The leader of the six-party United Action Committee, Maulana Shah Ahmed Noorani, said the presence of the U.S. military forces in Pakistan undermines the country's independence and represents "a threat to our religion and culture."
"The longer the American troops stay in Pakistan, it would have adverse affects on the country," Noorani said at a press conference joined by Pakistan's three top pro-Taliban religious leaders -- Maulana Fazal-ur Rehman, Maulana Samiul Haq and Qazi Hussain Ahmed.
President Gen. Pervez Musharraf allowed American forces to use bases in Pakistan as part of the U.S.-led campaign against neighboring Afghanistan's former Taliban rulers and the al-Qaida terror network.
He also allowed U.S. forces to use Pakistani airspace for attacks against Afghanistan last year.

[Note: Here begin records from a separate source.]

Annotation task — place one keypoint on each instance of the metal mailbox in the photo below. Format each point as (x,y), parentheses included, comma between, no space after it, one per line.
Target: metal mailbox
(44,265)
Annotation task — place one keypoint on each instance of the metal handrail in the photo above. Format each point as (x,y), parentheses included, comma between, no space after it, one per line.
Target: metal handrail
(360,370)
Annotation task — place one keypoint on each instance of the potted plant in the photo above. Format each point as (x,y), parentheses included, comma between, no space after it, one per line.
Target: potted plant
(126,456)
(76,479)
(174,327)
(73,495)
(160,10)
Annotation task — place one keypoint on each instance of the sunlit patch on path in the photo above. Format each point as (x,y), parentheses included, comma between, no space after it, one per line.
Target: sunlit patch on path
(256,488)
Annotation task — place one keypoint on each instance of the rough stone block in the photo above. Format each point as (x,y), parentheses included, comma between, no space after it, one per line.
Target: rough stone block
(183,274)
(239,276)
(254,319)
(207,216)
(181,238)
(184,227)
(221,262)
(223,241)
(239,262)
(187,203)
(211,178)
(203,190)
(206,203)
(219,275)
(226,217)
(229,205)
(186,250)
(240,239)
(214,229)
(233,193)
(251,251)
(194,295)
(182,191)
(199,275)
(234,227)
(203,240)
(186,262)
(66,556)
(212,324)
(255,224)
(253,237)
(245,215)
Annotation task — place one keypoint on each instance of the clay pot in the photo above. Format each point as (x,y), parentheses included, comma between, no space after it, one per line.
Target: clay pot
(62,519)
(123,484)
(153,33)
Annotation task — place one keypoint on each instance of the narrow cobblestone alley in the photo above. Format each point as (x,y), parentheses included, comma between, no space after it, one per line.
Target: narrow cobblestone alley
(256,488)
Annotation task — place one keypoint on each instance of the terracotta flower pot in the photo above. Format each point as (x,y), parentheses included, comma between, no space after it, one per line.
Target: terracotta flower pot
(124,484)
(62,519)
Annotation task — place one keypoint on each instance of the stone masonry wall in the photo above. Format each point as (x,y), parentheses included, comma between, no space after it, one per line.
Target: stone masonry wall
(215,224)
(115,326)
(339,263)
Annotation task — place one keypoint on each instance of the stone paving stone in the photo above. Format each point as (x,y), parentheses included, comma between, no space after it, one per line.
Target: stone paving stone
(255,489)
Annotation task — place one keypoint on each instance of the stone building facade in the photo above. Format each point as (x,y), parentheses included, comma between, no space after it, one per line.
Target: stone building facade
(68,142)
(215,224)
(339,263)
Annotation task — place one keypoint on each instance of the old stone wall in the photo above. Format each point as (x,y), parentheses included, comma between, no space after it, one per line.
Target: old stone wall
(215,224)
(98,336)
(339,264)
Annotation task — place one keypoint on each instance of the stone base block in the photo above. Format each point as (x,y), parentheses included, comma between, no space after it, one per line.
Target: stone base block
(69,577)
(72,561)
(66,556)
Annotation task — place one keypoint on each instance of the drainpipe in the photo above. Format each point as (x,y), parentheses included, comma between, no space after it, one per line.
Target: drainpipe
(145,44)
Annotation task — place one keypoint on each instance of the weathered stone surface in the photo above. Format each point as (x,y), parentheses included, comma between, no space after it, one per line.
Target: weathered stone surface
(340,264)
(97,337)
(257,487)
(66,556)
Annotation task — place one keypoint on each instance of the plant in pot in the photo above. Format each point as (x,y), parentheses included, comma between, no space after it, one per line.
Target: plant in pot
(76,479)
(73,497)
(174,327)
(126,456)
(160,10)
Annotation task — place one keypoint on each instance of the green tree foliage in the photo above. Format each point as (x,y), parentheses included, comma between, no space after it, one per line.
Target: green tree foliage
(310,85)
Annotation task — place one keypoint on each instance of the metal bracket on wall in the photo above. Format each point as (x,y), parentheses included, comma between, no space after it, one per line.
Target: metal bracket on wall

During the press conference, Noorani, who is also head of Jamiat Ulema-e-Pakistan, or Party of Pakistani Clerics, also announced nationwide rallies Friday to show solidarity with the Palestinians. They will be followed by a major rally Sunday in Karachi.
Hard-line Islamic parties have been seeking to galvanize opposition to Musharraf since he reversed Pakistan's longtime support for the Taliban following the Sept. 11 terrorist attacks.